Comme l’a fait remarquer le World Socialist Web Site, le soutien populaire pour Bernie Sanders – qui s’était auto-proclamé socialiste – dans les primaires du Parti démocrate était une expression grandissante du sentiment anticapitaliste. Sanders n’est pas socialiste, et sa « révolution politique » bidon s’est transformée en une campagne pour Clinton, une belliciste et une porte-parole de la « classe des milliardaires ». Tandis qu’il faisait la promotion de Clinton mardi à Minneapolis, Sanders n’a pas dit un seul mot au sujet de la lutte des infirmières dans le Minnesota. 

Malgré les forts efforts de Sanders, la radicalisation politique des travailleurs et des jeunes aux États-Unis ne sera pas confinée dans le système bipartite capitaliste. Les aspirations des travailleurs pour obtenir les droits sociaux les plus élémentaires, pour des emplois sûrs et bien rémunérés, les retraites, les soins médicaux, l’éducation et un avenir pour la prochaine génération qui soit exempt de la pauvreté et de la guerre, poussent des masses de travailleurs dans une lutte contre l’élite patronale et financière qui contrôle l’ensemble du système économique et politique.

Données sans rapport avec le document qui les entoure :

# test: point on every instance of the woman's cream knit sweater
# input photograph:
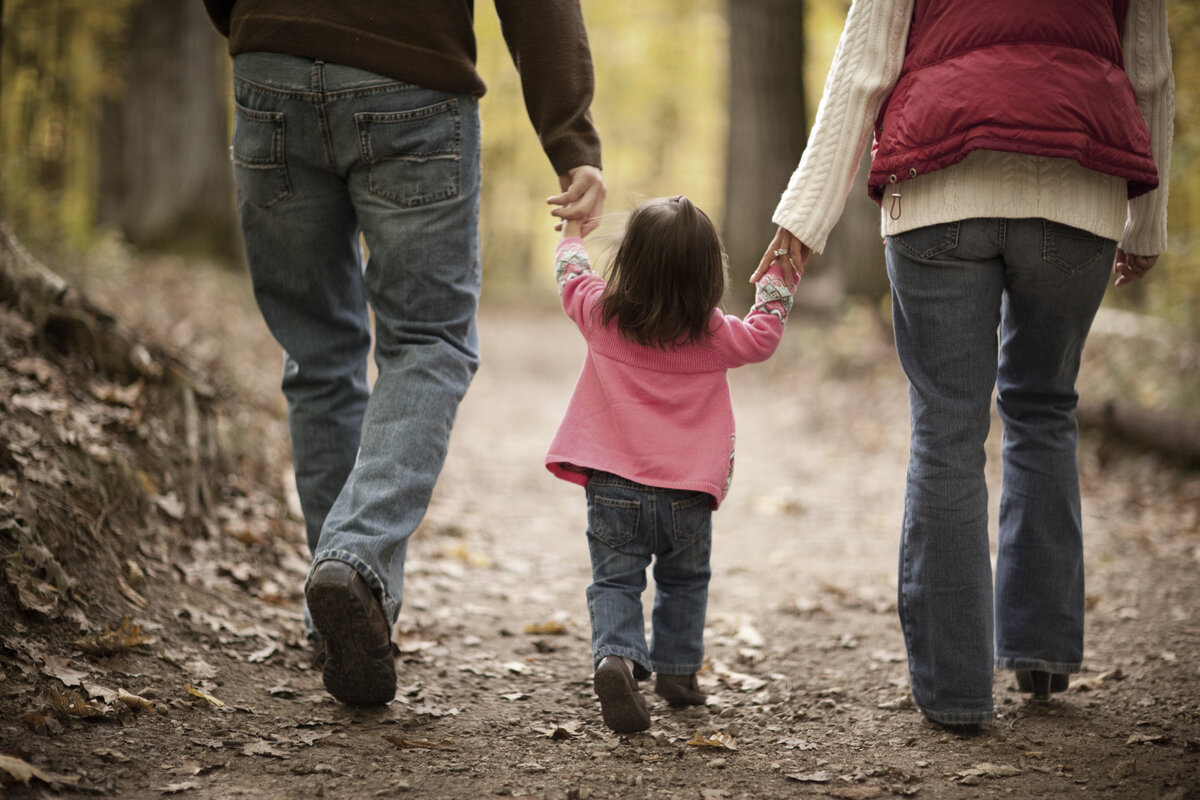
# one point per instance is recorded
(985, 184)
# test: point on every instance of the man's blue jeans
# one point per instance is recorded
(953, 286)
(629, 525)
(323, 152)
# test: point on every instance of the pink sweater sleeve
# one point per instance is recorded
(577, 284)
(756, 337)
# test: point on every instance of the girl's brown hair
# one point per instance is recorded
(667, 276)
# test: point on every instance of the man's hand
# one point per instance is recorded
(581, 200)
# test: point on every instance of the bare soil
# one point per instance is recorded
(805, 661)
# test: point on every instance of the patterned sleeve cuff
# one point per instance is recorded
(571, 262)
(773, 295)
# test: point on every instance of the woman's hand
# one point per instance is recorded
(1129, 268)
(571, 228)
(789, 252)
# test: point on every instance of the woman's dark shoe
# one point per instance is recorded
(360, 666)
(679, 690)
(621, 702)
(1041, 683)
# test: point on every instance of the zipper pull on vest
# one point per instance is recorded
(897, 199)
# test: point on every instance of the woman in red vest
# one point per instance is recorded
(1020, 154)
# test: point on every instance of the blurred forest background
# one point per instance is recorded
(115, 121)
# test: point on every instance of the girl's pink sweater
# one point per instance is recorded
(658, 416)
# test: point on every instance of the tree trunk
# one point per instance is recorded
(166, 180)
(768, 125)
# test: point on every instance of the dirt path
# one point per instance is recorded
(809, 691)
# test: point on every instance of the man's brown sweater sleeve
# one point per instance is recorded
(549, 43)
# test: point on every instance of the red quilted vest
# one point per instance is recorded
(1037, 77)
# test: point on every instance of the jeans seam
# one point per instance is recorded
(322, 115)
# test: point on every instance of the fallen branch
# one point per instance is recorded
(1163, 432)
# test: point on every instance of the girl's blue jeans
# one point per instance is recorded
(982, 305)
(629, 527)
(322, 154)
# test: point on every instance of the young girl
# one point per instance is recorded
(649, 433)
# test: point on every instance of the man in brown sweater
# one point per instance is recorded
(363, 119)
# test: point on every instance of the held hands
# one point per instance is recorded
(581, 200)
(1129, 268)
(789, 252)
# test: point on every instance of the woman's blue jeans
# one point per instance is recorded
(953, 287)
(629, 525)
(323, 152)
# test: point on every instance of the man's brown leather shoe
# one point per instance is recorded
(359, 667)
(621, 702)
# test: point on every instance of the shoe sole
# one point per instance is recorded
(352, 673)
(1042, 684)
(618, 702)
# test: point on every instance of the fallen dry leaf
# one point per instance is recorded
(262, 747)
(112, 641)
(60, 668)
(821, 776)
(71, 703)
(23, 770)
(715, 739)
(561, 731)
(136, 702)
(405, 743)
(204, 696)
(988, 769)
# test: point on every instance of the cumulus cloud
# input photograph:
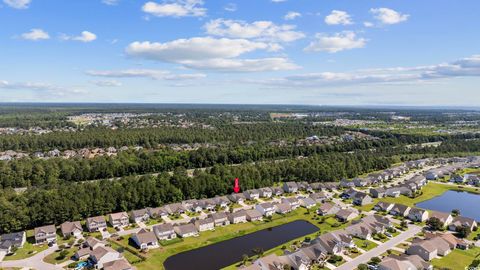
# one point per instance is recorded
(261, 30)
(337, 42)
(388, 16)
(338, 17)
(210, 53)
(466, 67)
(176, 8)
(292, 15)
(35, 34)
(107, 83)
(145, 73)
(85, 36)
(231, 7)
(110, 2)
(18, 4)
(45, 88)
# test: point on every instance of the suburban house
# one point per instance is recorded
(206, 224)
(266, 192)
(266, 209)
(346, 214)
(236, 197)
(164, 231)
(290, 187)
(175, 209)
(252, 194)
(361, 198)
(460, 221)
(418, 215)
(334, 242)
(237, 217)
(307, 202)
(186, 230)
(399, 210)
(383, 206)
(97, 223)
(293, 202)
(157, 212)
(430, 248)
(277, 191)
(45, 234)
(445, 218)
(220, 219)
(145, 239)
(139, 215)
(403, 262)
(377, 192)
(361, 182)
(368, 226)
(71, 229)
(120, 219)
(319, 197)
(120, 264)
(103, 254)
(283, 208)
(222, 201)
(328, 209)
(253, 215)
(12, 240)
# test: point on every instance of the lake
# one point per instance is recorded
(225, 253)
(467, 203)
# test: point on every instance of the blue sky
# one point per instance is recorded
(325, 52)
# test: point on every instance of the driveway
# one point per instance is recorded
(35, 262)
(375, 252)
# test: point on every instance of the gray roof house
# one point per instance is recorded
(10, 240)
(97, 223)
(71, 229)
(164, 231)
(145, 239)
(186, 230)
(45, 234)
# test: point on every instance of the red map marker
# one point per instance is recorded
(236, 187)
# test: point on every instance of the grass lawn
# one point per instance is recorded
(28, 250)
(155, 258)
(457, 259)
(364, 244)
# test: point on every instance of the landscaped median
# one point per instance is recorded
(156, 257)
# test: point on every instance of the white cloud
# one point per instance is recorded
(46, 88)
(388, 16)
(338, 17)
(345, 40)
(85, 36)
(261, 30)
(209, 53)
(18, 4)
(244, 65)
(368, 24)
(110, 2)
(292, 15)
(145, 73)
(35, 34)
(176, 8)
(466, 67)
(232, 7)
(107, 83)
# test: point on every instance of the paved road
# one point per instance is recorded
(375, 252)
(35, 262)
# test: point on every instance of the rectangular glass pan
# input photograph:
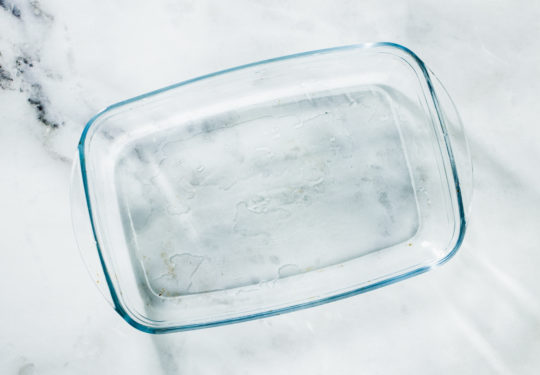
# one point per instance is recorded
(271, 187)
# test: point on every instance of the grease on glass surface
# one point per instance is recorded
(266, 192)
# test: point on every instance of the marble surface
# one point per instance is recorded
(60, 62)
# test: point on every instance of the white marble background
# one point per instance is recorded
(61, 61)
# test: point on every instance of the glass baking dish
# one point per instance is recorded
(271, 187)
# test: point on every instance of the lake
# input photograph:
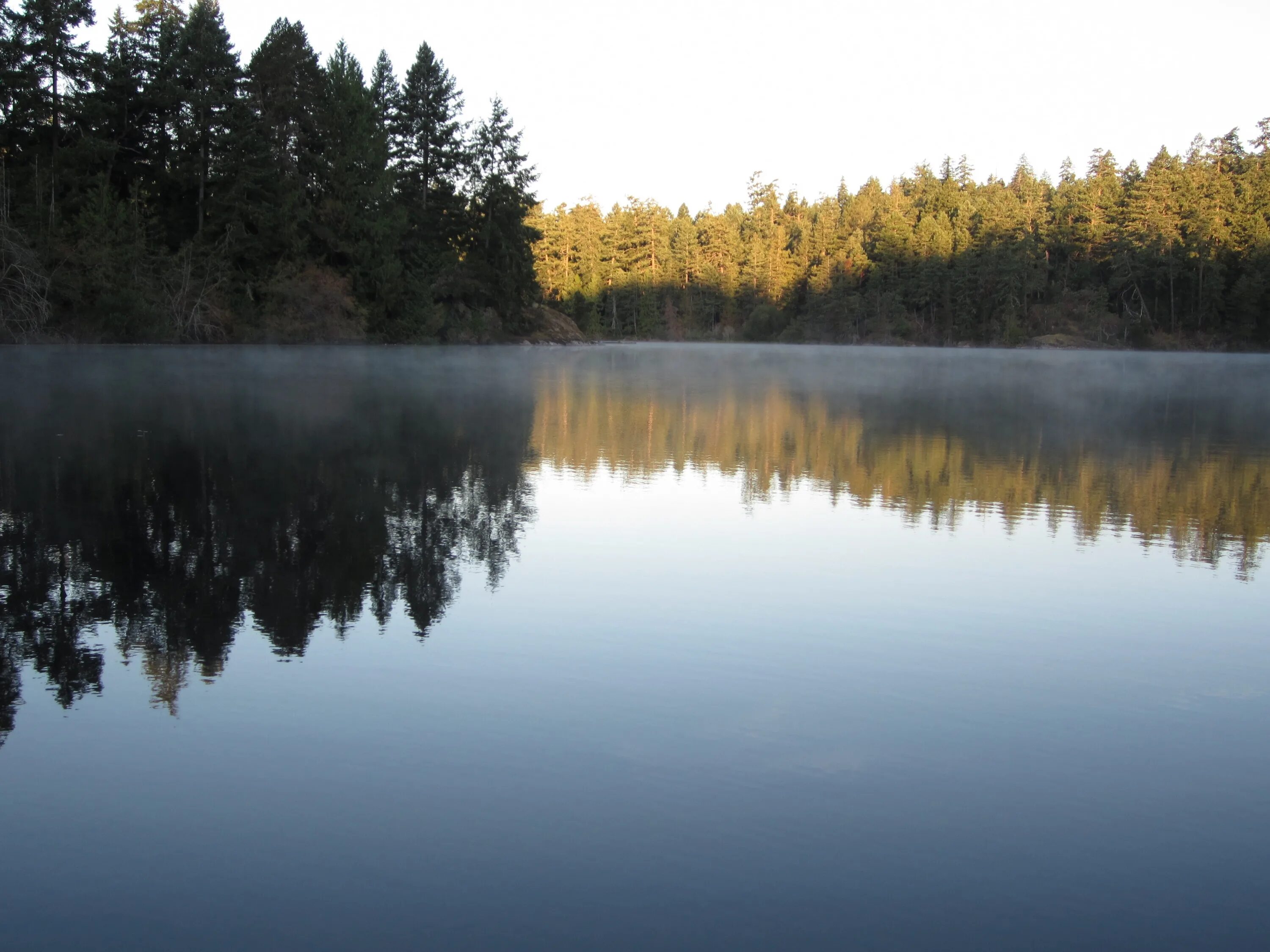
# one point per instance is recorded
(634, 647)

Clinton et Trump sont tous les deux déterminés à intensifier la guerre contre la classe ouvrière américaine. Ils soutiennent la violence militaire des États-Unis dans le monde entier pour sécuriser les marchés, les matières premières et les bénéfices des sociétés transnationales basées aux États-Unis et pour empêcher toute concurrence économique de la part de ses rivaux étrangers. 

Cela est souligné dans un article du dernier numéro de Foreign Affairs signé de Mac Thornberry, le président républicain de la Commission des forces armées du Congrès, et du stratège militaire Andrew F. Krepinevich. Les deux appellent à une vaste expansion des dépenses militaires pour se préparer à la guerre contre la Russie et la Chine et font l’éloge du soutien bipartite pour les coupes budgétaires des programmes sociaux de base comme Medicare (l’assurance maladie des retraités) et la sécurité sociale. Les difficultés financières du pays « ont peu à voir avec les dépenses militaires », affirment les deux auteurs, déclarant que les « principaux coupables sont de plus en plus l’accélération de la dette du gouvernement et le coût croissant des allocations sociales ». Ainsi, « c’est sur le front intérieur que les choix difficiles devront être faits afin de défendre la sécurité de la nation et le bien-être économique ». 

Des masses de gens en ont marre des guerres sans fin qui ont coûté d’innombrables vies et environ 15 mille milliards de dollars depuis 2001. De plus en plus, les travailleurs vont se rendre compte que la lutte pour défendre leur niveau de vie est inséparablement liée à un combat contre la guerre et le système d’exploitation capitaliste qui la produit.